Oui, ça marche. Il est très facile de voir où les élèves ont progressé parce que nous avons beaucoup de finesse d’observation. S’il apparait clairement que la maîtrise de certains outils indispensables a nettement progressé, il est important de noter (encore?) que ce qui nous rend le plus fier sont les progrès de ce qui n’est pas explicitement évalué : l’autonomie, la curiosité, la persévérance, la confiance en soi, ne plus avoir peur de se tromper. La triche n’a plus d’intérêt, et même elle n’existe plus vraiment, les élèves pensant tricher en fait ne trichent pas, ils collaborent entre eux.
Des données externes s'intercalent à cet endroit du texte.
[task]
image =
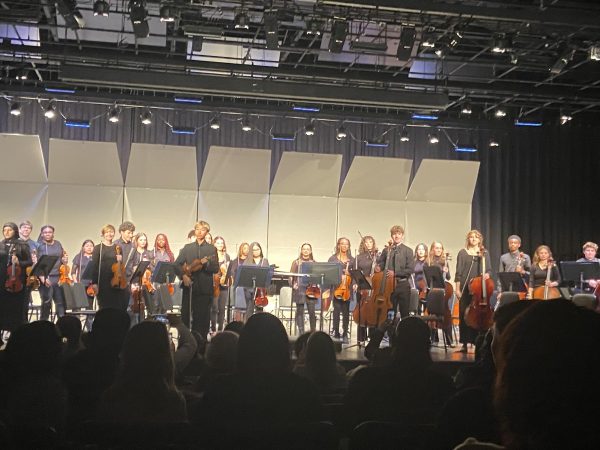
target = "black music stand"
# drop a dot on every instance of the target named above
(576, 273)
(322, 274)
(137, 276)
(253, 277)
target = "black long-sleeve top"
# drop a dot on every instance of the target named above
(202, 279)
(402, 261)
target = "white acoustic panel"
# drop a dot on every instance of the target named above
(436, 221)
(84, 162)
(377, 178)
(444, 181)
(312, 174)
(80, 212)
(371, 218)
(294, 220)
(237, 170)
(168, 211)
(22, 159)
(24, 201)
(238, 217)
(162, 166)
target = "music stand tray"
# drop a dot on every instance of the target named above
(434, 277)
(44, 265)
(164, 272)
(512, 282)
(253, 276)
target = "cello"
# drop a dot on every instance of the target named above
(478, 314)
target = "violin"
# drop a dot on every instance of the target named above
(260, 297)
(64, 271)
(13, 282)
(119, 279)
(478, 314)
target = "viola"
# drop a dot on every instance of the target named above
(13, 282)
(260, 297)
(119, 279)
(478, 314)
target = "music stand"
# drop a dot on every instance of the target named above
(139, 274)
(512, 282)
(574, 272)
(322, 274)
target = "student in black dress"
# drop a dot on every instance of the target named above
(199, 284)
(469, 266)
(103, 258)
(13, 305)
(401, 267)
(49, 288)
(299, 291)
(341, 300)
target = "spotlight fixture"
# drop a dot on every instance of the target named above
(241, 21)
(214, 123)
(404, 136)
(309, 129)
(50, 111)
(500, 113)
(146, 117)
(501, 43)
(565, 118)
(166, 13)
(15, 109)
(113, 114)
(139, 18)
(246, 124)
(339, 31)
(101, 8)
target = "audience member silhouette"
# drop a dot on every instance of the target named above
(144, 390)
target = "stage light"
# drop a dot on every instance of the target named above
(50, 111)
(72, 123)
(214, 123)
(101, 8)
(309, 129)
(113, 115)
(166, 13)
(500, 113)
(404, 136)
(15, 109)
(246, 126)
(139, 18)
(241, 21)
(146, 117)
(339, 31)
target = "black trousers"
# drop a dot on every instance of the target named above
(401, 298)
(201, 304)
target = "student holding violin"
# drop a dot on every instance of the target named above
(14, 295)
(544, 278)
(341, 295)
(49, 288)
(401, 268)
(195, 266)
(108, 256)
(258, 297)
(299, 291)
(469, 264)
(217, 312)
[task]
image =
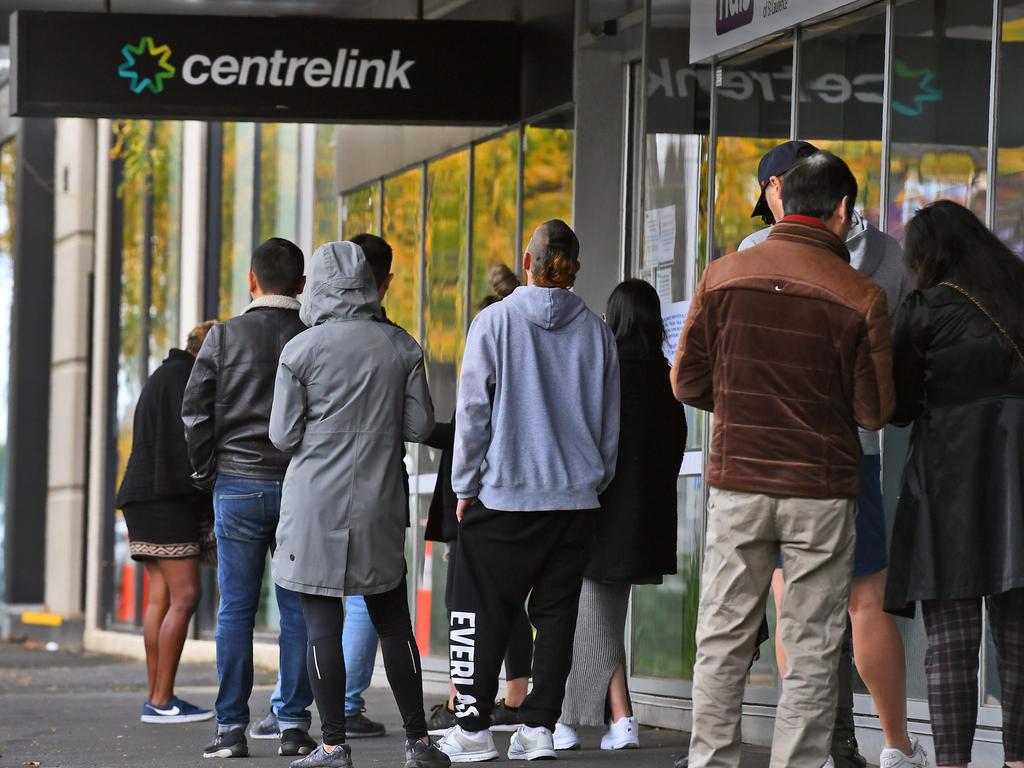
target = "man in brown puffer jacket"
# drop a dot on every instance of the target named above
(790, 347)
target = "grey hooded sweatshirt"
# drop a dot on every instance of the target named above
(349, 390)
(879, 256)
(537, 423)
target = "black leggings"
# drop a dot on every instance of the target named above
(519, 653)
(326, 665)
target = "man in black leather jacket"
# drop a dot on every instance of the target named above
(226, 414)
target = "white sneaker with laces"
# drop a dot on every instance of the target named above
(463, 747)
(623, 734)
(531, 743)
(565, 737)
(893, 758)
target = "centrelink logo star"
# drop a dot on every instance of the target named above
(164, 70)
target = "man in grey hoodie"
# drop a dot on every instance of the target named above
(537, 438)
(876, 638)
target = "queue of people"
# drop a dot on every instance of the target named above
(557, 488)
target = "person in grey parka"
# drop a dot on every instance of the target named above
(349, 390)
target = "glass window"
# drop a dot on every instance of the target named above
(326, 226)
(941, 61)
(1009, 220)
(8, 160)
(360, 211)
(496, 174)
(547, 172)
(841, 80)
(402, 222)
(237, 189)
(279, 180)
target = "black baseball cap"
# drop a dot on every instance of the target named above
(776, 163)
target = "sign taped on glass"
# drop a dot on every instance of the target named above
(97, 65)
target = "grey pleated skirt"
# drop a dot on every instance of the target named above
(599, 646)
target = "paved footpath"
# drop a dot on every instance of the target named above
(81, 711)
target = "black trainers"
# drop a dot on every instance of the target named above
(321, 758)
(420, 755)
(266, 728)
(295, 741)
(359, 726)
(441, 718)
(505, 718)
(228, 744)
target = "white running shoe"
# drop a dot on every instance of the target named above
(623, 734)
(565, 737)
(463, 747)
(531, 743)
(893, 758)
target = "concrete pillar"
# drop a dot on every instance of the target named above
(74, 244)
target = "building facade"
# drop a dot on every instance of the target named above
(645, 136)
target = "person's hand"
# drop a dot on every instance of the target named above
(464, 504)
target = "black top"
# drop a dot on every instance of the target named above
(960, 520)
(636, 528)
(159, 467)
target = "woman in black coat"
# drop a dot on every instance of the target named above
(167, 519)
(635, 531)
(958, 534)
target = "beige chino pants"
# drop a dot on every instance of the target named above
(745, 535)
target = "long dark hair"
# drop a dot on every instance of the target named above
(635, 317)
(946, 242)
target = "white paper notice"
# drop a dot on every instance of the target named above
(663, 284)
(674, 316)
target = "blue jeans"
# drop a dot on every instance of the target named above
(358, 643)
(246, 513)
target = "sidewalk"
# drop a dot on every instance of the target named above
(81, 711)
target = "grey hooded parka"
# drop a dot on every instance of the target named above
(349, 390)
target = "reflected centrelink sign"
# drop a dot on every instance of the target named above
(720, 26)
(97, 65)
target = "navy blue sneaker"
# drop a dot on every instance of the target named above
(178, 711)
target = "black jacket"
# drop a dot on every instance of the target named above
(636, 528)
(158, 466)
(960, 520)
(226, 409)
(442, 525)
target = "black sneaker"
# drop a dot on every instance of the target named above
(359, 726)
(420, 755)
(295, 741)
(266, 728)
(321, 758)
(441, 718)
(505, 718)
(228, 744)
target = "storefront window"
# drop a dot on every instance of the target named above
(547, 173)
(360, 211)
(841, 81)
(402, 222)
(496, 174)
(941, 61)
(238, 187)
(8, 158)
(326, 226)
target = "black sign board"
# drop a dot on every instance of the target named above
(96, 65)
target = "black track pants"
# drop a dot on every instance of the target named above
(389, 613)
(503, 558)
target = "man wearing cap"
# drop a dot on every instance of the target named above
(876, 638)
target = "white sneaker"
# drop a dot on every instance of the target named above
(623, 734)
(893, 758)
(565, 737)
(463, 747)
(531, 743)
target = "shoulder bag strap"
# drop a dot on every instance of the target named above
(984, 311)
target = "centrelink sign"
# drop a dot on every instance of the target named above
(96, 65)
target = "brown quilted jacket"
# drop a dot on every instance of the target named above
(790, 347)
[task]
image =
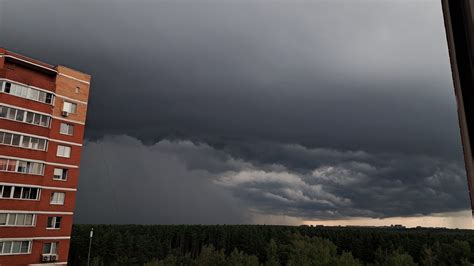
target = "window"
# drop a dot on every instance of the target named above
(25, 193)
(17, 219)
(63, 151)
(24, 116)
(60, 174)
(27, 92)
(15, 247)
(54, 222)
(18, 166)
(57, 198)
(66, 129)
(23, 141)
(50, 248)
(69, 107)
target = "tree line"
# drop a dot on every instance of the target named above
(269, 245)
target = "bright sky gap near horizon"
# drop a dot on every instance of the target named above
(257, 111)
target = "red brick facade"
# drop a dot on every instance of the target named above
(24, 240)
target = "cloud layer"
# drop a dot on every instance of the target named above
(127, 181)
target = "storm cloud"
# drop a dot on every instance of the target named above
(309, 109)
(185, 182)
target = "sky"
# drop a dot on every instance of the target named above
(242, 112)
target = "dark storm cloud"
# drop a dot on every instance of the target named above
(363, 75)
(126, 181)
(308, 109)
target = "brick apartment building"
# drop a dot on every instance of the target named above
(42, 118)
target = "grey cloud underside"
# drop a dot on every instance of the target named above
(184, 182)
(305, 108)
(365, 75)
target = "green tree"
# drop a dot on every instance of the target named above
(399, 258)
(272, 254)
(346, 259)
(211, 257)
(239, 258)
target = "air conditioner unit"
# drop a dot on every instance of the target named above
(45, 258)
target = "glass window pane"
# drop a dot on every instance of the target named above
(11, 219)
(29, 219)
(3, 218)
(7, 246)
(29, 117)
(8, 138)
(37, 119)
(3, 164)
(20, 219)
(3, 111)
(16, 140)
(11, 113)
(47, 248)
(19, 115)
(16, 247)
(25, 246)
(6, 191)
La qualité de production est incomparablement meilleure.

Pourquoi ça marche?
Et bien la note, on vous l’a déjà dit, n’est pas le reflet d’un niveau, c’est un outil de communication. Et on ne change pas de langue du jour au lendemain. On a juste fourni le dictionnaire aux élèves, le mode d’emploi, et le service après-vente.
Le mode d’emploi, c’est la boîte à outil, les compétences. Le service après-vente, c’est le feedback bien sûr.
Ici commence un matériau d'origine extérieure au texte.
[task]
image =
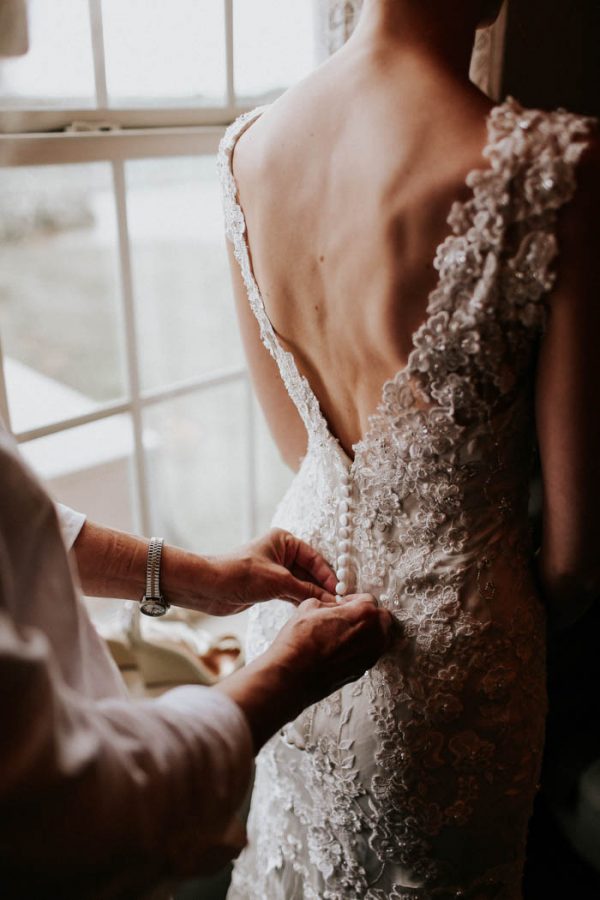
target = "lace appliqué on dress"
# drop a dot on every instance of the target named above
(417, 781)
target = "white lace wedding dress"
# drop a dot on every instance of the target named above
(417, 781)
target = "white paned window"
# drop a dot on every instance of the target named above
(121, 370)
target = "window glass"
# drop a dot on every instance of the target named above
(184, 307)
(274, 44)
(59, 291)
(167, 53)
(58, 70)
(198, 468)
(90, 469)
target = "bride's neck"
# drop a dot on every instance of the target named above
(440, 34)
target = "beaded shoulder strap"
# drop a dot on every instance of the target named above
(544, 149)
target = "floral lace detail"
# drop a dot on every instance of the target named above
(416, 782)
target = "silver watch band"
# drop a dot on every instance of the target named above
(153, 603)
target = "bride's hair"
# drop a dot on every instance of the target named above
(488, 12)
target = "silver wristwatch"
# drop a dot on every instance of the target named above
(153, 603)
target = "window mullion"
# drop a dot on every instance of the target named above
(131, 348)
(4, 410)
(97, 32)
(229, 58)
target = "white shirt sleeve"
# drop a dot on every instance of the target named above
(126, 794)
(99, 795)
(71, 523)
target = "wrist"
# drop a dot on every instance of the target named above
(187, 578)
(268, 694)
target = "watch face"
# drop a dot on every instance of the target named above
(151, 606)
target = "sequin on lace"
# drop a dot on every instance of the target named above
(417, 781)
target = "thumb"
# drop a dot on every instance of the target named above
(297, 591)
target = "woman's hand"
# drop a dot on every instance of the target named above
(277, 565)
(319, 649)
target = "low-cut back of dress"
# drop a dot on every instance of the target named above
(417, 781)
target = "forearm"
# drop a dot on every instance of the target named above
(268, 693)
(113, 564)
(568, 591)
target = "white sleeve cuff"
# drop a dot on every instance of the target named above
(71, 523)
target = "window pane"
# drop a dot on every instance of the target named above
(185, 317)
(173, 52)
(89, 468)
(198, 468)
(274, 46)
(59, 291)
(58, 71)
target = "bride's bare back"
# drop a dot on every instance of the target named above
(346, 183)
(418, 780)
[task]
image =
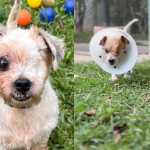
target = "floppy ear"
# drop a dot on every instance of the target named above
(50, 46)
(124, 40)
(2, 31)
(12, 22)
(103, 40)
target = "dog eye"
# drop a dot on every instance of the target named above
(106, 50)
(4, 64)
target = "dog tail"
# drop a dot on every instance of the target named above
(13, 17)
(129, 24)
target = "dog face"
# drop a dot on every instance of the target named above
(25, 59)
(113, 46)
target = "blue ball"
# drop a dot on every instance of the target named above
(69, 6)
(47, 14)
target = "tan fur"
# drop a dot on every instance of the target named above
(114, 44)
(30, 54)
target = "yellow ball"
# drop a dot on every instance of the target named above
(34, 3)
(48, 3)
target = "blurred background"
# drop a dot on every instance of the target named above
(93, 15)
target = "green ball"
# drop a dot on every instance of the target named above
(1, 14)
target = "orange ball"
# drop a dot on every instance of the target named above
(24, 17)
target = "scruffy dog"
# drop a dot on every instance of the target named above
(28, 104)
(114, 47)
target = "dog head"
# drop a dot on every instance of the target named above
(113, 47)
(25, 60)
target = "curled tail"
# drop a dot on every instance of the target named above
(13, 17)
(130, 23)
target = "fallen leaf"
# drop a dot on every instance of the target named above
(148, 98)
(117, 140)
(80, 95)
(119, 86)
(104, 119)
(76, 76)
(119, 129)
(61, 23)
(86, 66)
(91, 113)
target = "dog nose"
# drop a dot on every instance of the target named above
(22, 85)
(111, 61)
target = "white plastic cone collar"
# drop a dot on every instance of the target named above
(127, 60)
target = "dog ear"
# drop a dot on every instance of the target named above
(124, 40)
(51, 47)
(103, 40)
(13, 17)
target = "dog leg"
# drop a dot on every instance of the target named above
(13, 17)
(114, 77)
(42, 145)
(128, 74)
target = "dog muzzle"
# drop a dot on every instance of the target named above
(127, 60)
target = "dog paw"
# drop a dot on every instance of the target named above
(113, 79)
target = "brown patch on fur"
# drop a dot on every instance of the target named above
(115, 44)
(16, 57)
(103, 40)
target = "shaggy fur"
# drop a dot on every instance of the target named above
(30, 54)
(114, 47)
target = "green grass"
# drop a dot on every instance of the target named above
(82, 37)
(86, 37)
(62, 80)
(128, 103)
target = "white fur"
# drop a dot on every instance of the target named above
(28, 128)
(23, 127)
(128, 74)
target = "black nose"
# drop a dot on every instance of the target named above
(22, 85)
(111, 61)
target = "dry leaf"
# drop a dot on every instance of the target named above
(119, 129)
(91, 113)
(80, 95)
(61, 23)
(76, 76)
(148, 98)
(119, 86)
(117, 140)
(104, 120)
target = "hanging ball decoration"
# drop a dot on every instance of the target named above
(24, 17)
(48, 14)
(69, 6)
(48, 3)
(34, 3)
(1, 14)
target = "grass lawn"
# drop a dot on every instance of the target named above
(122, 121)
(62, 80)
(84, 37)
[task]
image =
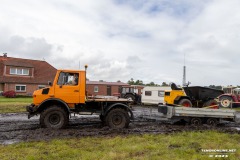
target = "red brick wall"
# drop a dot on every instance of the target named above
(8, 70)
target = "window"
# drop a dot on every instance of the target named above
(160, 93)
(19, 71)
(95, 88)
(20, 88)
(41, 86)
(148, 93)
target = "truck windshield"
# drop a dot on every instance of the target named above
(66, 78)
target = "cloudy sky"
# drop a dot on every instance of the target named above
(124, 39)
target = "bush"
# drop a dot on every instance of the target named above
(9, 94)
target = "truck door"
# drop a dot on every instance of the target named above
(68, 87)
Oui mais les compétences, une vraie usine à gaz, complexe et compliquée. Bref les profs et les élèves ne se l’approprient pas et donc ça ne marche pas. Oui d’accord, mais c’est le mode d’emploi. Alors simplifions-le : une vingtaine d’outils en 1èreS en physique, soit 6 ou 7 par trimestre, ça semble à la portée d’un ado en pleine réflexion sur la vie, l’amour.
La note, comme seul résultat de l’évaluation, était le seul outil de communication. Ici, L’évaluation reste un outil de communication, mais centrée sur la communication prof-élève, la note garde son rôle de communication institutionnelle.

Quelques compétences pour construire une note pendant un temps d’apprentissage plus long avec retour possible sur erreur, et le tour est joué, nos élèves peuvent tous rentrer en MPSi, les français s’attaquent à Pisa.